2009年12月13日(日) |
腹部の重だるさで目が覚める。何ともいえない痛み。起き上がり、早々に薬を飲む。この週末はやることが山積みになっている。そんな時、痛みにのた打ち回っているわけにはいかない。 少しでも気分転換になればと湯を浴びることにする。丹念に顔を洗い、湯の中に身を沈める。今頃娘はばぁばとじぃじの間で夢の中にいるんだろうか。きっとそうだろう。聞けば家にいるときよりずっとじじばばの家での方がよく眠っているようだ。そしてあと一時間半もすれば、ばばと朝の散歩に出掛けるに違いない。今日はどんな木や動物たちと出会ってくるのだろう、彼女は。後で話を聴くのが楽しみだ。
以前にも一度来ている美術館。以前来たときは彼岸花が当たり一面に咲いていた。今はもうその花影はなく。柿の木が数個の実をぶら下げている姿に出会う。冬場はどうしてこんなに暖色系の木の実が多いのだろう。赤、橙、黄色。そんな色があちこちに見られる。木立が広がる斜面。この前来たときは多くの葉がまだ茂っており、向こう側を見渡すことはできなかった。今日は違う。殆どの葉が散り落ち、斜面の下の方まで見渡すことができる。何処もかしこも乾いた色が広がっている。 後期の展示でも、原稿用紙が山のように積まれている。一冊の絵本に対して一体何枚の原稿用紙、画用紙が使われてきたのだろう。万年筆や鉛筆で細かく描きこまれたその原稿をじっと見つめる。作り手の、世界をじっと見つめる目が、そのままそこに詰まっているかのようだ。ガラスケースの中にそっと仕舞われたそれらの原稿たちを、できるならこの指で撫でたい、そんな衝動にかられる。 彼の絵はとてもあたたかい。とがったところは決してなく。何処までも丸く丸く。おだやかに描かれる。色合いもきついものは一色たりともなく。淡く、けれど豊かに、彩られる。 私は彼の絵もそうだが彼の描く話も大好きだ。こちらに押し付けることなく淡々と語られてゆくその口調。だから何処までもゆったりと読み進めることができる。 週末だからだろうか、結構人が多い。家族連れもいる。小さな子供が、母親と父親に囲まれながらパズルを一生懸命作っている。ショップの方では年頃の女の子たちがどれにしようとポストカードを選んでいる。窓から燦々と降り注ぐ陽光は柔らかく、何処までも私たちを包んでくれる。
久しぶりにクッキーを焼くことにした。
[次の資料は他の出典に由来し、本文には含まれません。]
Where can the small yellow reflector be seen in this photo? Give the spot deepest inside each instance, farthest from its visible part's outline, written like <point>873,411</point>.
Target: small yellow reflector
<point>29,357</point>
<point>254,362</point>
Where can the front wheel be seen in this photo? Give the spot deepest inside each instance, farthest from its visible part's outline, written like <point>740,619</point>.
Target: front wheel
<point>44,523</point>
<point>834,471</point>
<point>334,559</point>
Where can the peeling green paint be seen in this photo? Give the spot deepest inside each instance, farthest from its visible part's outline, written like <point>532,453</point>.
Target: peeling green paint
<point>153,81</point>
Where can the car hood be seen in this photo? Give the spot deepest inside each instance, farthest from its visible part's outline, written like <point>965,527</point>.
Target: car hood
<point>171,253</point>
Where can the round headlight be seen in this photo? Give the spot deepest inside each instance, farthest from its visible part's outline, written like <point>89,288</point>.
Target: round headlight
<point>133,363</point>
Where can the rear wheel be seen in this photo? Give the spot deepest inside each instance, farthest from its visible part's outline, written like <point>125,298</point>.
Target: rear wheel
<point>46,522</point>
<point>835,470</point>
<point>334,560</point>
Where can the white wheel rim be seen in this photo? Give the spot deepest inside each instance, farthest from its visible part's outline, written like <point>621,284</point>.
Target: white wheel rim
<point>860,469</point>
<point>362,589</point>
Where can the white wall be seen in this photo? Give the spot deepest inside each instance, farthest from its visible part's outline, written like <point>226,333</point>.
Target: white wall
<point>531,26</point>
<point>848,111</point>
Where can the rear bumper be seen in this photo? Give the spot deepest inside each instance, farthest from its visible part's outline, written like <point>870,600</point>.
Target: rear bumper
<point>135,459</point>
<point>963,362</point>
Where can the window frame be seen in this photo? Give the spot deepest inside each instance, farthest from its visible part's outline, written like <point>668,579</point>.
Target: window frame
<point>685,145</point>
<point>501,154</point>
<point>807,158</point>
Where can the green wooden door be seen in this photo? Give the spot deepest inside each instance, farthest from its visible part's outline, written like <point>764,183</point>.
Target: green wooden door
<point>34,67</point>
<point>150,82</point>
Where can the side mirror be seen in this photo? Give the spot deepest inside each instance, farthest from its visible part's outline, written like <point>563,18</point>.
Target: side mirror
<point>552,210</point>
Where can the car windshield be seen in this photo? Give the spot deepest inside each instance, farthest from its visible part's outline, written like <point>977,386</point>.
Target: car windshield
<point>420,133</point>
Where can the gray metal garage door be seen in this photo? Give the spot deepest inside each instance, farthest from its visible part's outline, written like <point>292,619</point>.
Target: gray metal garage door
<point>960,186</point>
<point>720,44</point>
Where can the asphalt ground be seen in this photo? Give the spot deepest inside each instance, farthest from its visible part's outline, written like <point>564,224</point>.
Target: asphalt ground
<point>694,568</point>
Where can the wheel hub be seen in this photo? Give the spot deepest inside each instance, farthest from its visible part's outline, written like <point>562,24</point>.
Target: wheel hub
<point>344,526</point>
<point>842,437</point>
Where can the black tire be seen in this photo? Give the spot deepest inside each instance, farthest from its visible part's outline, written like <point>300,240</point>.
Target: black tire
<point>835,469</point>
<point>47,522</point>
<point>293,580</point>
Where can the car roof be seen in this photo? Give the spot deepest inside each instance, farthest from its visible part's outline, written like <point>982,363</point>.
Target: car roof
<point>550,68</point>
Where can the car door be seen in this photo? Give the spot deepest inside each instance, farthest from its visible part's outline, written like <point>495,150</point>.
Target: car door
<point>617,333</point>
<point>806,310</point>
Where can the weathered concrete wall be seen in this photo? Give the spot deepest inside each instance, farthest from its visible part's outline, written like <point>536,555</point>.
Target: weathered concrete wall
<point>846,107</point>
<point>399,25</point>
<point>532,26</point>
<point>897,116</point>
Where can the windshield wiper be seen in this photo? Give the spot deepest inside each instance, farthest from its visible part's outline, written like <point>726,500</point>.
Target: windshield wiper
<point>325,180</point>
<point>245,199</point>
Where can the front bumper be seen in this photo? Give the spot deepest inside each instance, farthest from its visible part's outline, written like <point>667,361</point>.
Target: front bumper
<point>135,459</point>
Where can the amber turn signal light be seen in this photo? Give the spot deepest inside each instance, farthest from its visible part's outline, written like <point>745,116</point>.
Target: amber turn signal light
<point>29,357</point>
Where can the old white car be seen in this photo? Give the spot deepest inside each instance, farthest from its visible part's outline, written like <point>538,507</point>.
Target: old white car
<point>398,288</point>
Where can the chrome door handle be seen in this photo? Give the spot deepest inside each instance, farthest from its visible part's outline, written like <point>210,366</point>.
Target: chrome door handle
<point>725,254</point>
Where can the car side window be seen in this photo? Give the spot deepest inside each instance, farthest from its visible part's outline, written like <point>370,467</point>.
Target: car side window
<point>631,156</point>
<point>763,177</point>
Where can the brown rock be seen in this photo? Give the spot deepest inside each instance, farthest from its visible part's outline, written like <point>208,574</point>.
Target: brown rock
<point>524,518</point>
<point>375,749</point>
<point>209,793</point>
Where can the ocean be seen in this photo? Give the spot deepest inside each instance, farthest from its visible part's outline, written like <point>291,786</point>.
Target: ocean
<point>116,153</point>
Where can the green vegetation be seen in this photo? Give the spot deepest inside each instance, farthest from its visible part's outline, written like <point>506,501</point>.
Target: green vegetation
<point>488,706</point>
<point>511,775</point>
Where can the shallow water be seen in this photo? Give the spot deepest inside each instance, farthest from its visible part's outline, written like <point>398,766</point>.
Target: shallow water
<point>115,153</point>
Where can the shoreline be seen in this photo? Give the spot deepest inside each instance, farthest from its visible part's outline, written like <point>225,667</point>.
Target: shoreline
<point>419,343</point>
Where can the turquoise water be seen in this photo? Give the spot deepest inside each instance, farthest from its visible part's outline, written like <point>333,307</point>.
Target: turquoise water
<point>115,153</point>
ふとしたことから作るきっかけは生まれた。思い立ったが吉日ということで、私は冷蔵庫を漁る。材料は、足りないものもないわけじゃないが、何とか一種類くらいは作ることができるだろう。ということで、早速とりかかる。バターを捏ねたり粉を捏ねたり。粉砂糖をまぶしたり。ちょうど焼きあがったところに娘が帰ってくる。ねぇ、食べてみる? 普段クッキーなど殆ど口にしない娘に声を掛ける。仕方ない、味見してあげようか、と娘が言うので、その口に一個、クッキーを投げ入れる。まぁまぁなんじゃない? そう? じゃぁこれでいいか。いいよ、うん。 クッキーを金網に載せて冷ましてゆく。そうしている間にカードを一枚書き。そうだ、娘にも書いてもらわねば。私は塾へ行く前の娘に再び頼みごとをする。 学校の帰りがけ、買ってきたお菓子たち。うちはあまりお菓子を買わないから、お店に行ってもどのお菓子がおいしいのか、よく分からない。仕方ないから、できるだけたくさん、お菓子の紹介文を添えてくれている店に出掛けてゆく。友人の二人の子供の顔を思い浮かべながら、どれがいいだろうと選んでみる。でも結局選んだのは。荷を広げてみて分かった、すっかり自分の好みになってしまっているじゃぁないか。ありゃりゃ、と思ったがもう遅い。苦笑しながら、そこに娘に書いてもらったカードを添えて、包装する。 もう一個、いつも果物を季節になると贈ってくれる友人に、クッキーを。棚の奥から空瓶を引っ張り出し、そこに焼いたクッキーを詰める。崩れないように気をつけながら。そうしてこちらも、カードを添えて包装する。 そんな二つの荷物と、もう一枚、連絡が届いた人への葉書を手に、郵便局へ。もう日も暮れた、雨の中の郵便局。入ってみれば大勢の人。でも、大丈夫、誰かに何かを贈ることができる、それはとても幸せなこと。私は人ごみが苦手なのにも拘わらず、少しどきどきしながら順番を待つ。雨はまだ降っている。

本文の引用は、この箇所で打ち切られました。